Estas coisas acontecem quase sempre por sorte ou por acaso, o que às vezes é a mesma coisa e outras, o seu contrário. Eu vinha a guiar de regresso a casa numa tarde chuvosa quando o trânsito me fez mudar a estação de rádio e parar na Antena 2. Bastaram-me poucos minutos para reconhecer um dos meus concertos de piano preferidos de Beethoven e logo ali viajei até à minha infância quando usava totós, óculos de massa e aparelho nos dentes.

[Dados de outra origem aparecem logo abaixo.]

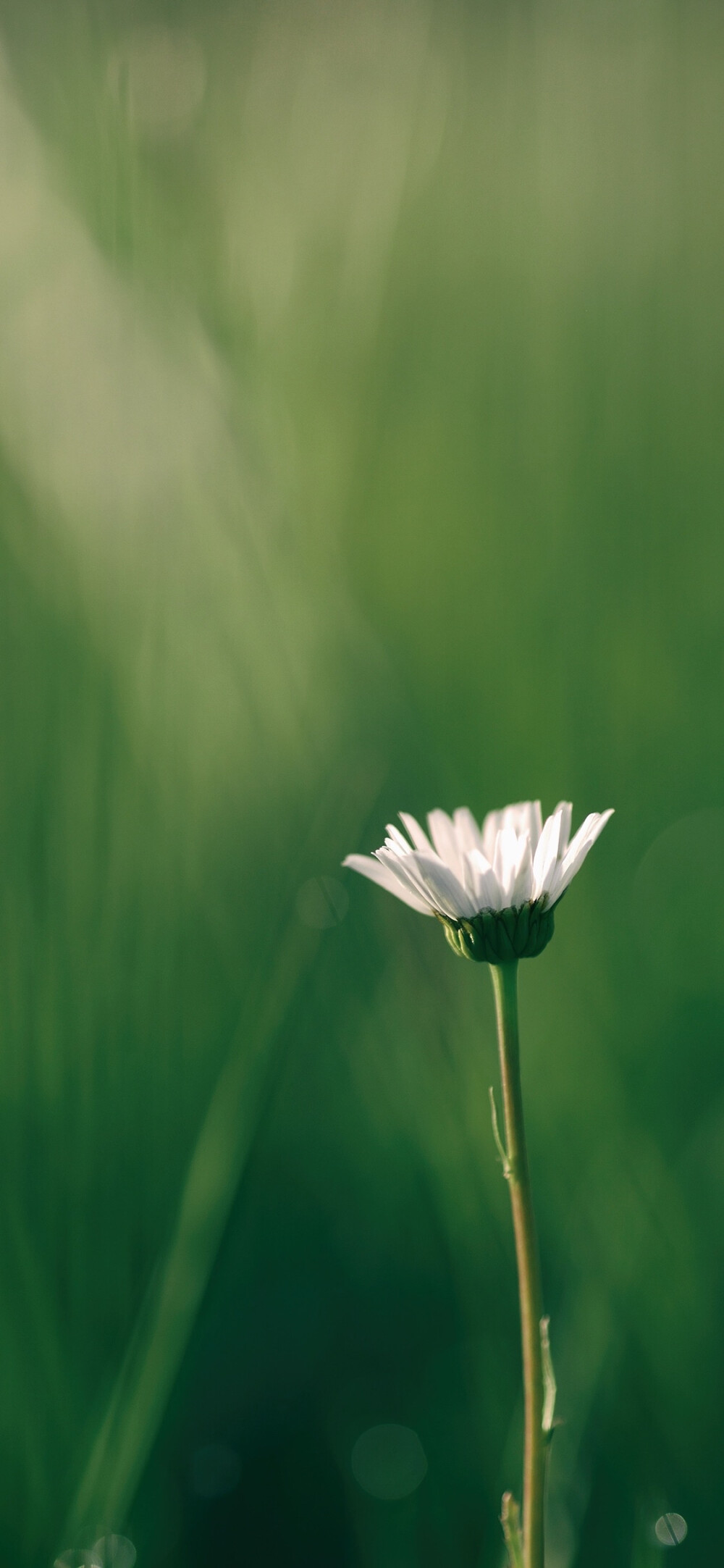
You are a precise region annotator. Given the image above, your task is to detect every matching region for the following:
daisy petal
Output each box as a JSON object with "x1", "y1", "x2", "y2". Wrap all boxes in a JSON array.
[
  {"x1": 509, "y1": 834, "x2": 533, "y2": 910},
  {"x1": 453, "y1": 806, "x2": 483, "y2": 855},
  {"x1": 533, "y1": 806, "x2": 563, "y2": 899},
  {"x1": 378, "y1": 850, "x2": 475, "y2": 921},
  {"x1": 550, "y1": 808, "x2": 613, "y2": 903},
  {"x1": 492, "y1": 826, "x2": 521, "y2": 906},
  {"x1": 342, "y1": 855, "x2": 432, "y2": 914},
  {"x1": 468, "y1": 850, "x2": 503, "y2": 913},
  {"x1": 385, "y1": 821, "x2": 412, "y2": 855},
  {"x1": 553, "y1": 800, "x2": 573, "y2": 861},
  {"x1": 428, "y1": 810, "x2": 464, "y2": 881},
  {"x1": 398, "y1": 810, "x2": 432, "y2": 855}
]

Oiço música clássica desde que me conheço. O meu querido pai entretinha os filhos ensinando-os a ouvir música clássica, porque uma coisa é ouvir, outra é saber ouvir. Saber o que é uma sinfonia, um concerto ou uma suite, uma abertura ou uma ária, saber distinguir os instrumentos de uma orquestra, saborear as pausas que dão mais ímpeto ao andamento seguinte, saber reconhecer a alegria inconfundível de Mozart, a profundidade única de Beethoven, a beleza espiritual de Brahms, a métrica rígida de Bach, (quase sempre um chato, mas tudo bem) a leveza de Haydn, a tragédia pungente de algumas sinfonias de Tchaikovsky, o o drama sereno dos concertos de piano de Rachmaninov, a tristeza de Chopin nos seus noturnos tão soturnos, a imaginação apoteótica de Dvorak e por aí fora.
Ter um pai melómano é como ter um tesouro debaixo do colchão, e os meus dois irmãos e eu percebemos isso muito cedo. Por isso, quando ouvi o anúncio do mesmo concerto de Beethoven nessa mesma noite, dei meia volta na autoestrada e regressei ao centro da cidade, na esperança de conseguir um bilhete.
Passei um serão de sonho, mergulhada num deleite tranquilo, todo ele envolto em leveza, como quem flutua. A pianista era muito bonita, de cabelo curto e batom escarlate, com um vestido comprido preto que lhe assentava como uma luva. A dança estonteante dos seus dedos no teclado teve em mim um efeito hipnótico e a melodia que aquelas mãos virtuosas produziam fez-me pensar na importância da virtude na vida.
O que seria de nós sem virtude? É a virtude que nos guia quando o coração dispara, quando a carne chama, quando a cabeça não consegue pensar. É a virtude que nos trava quando nos passa pela cabeça uma vingança calculada a quem deliberadamente tentou prejudicar-nos. É a virtude que nos faz ter paciência para aturar os amigos quando ficam chatos, os pais quando envelhecem e os filhos enquanto crescem. É a virtude que nos faz querer ser todos os dias pessoas melhores. Não é por acaso que na música o termo virtuoso é tão popular. Um músico virtuoso é alguém que põe todo o seu corpo, o seu coração e a sua alma na execução, e que por isso, além da técnica irrepreensível, se transcende através da entrega. Aquela pianista cujo nome desconheço, deixou uma orquestra e uma sala de teatro em suspenso com o seu talento. E eu senti-me a pairar perto do grande candelabro que enfeita o teto do teatro como se um par de asas invisíveis tivesse sempre feito parte da minha anatomia.
No regresso a casa, desliguei o rádio para que a minha memória não apagasse os momentos que vivera. Queremos sempre voltar ao lugar onde fomos felizes, desejamos eternizar os momentos mais belos e mais perfeitos da nossa existência porque sempre que o fazemos sentimos que estamos a agarrar a vida. Mas a única forma de agarrar a vida é viver o que queremos viver sem medo, e depois deixar que o tempo organize o resto. Apoia-te sempre, nunca te agarres, ensinou-me a querida Agustina há muitos anos. Olhei para os meus dedos pousados no volante, longos e ágeis como os da pianista. A minha música são as palavras, os meus concertos são os meus romances. Voltei a ter a certeza de que iria escrever até ao último dia da minha vida.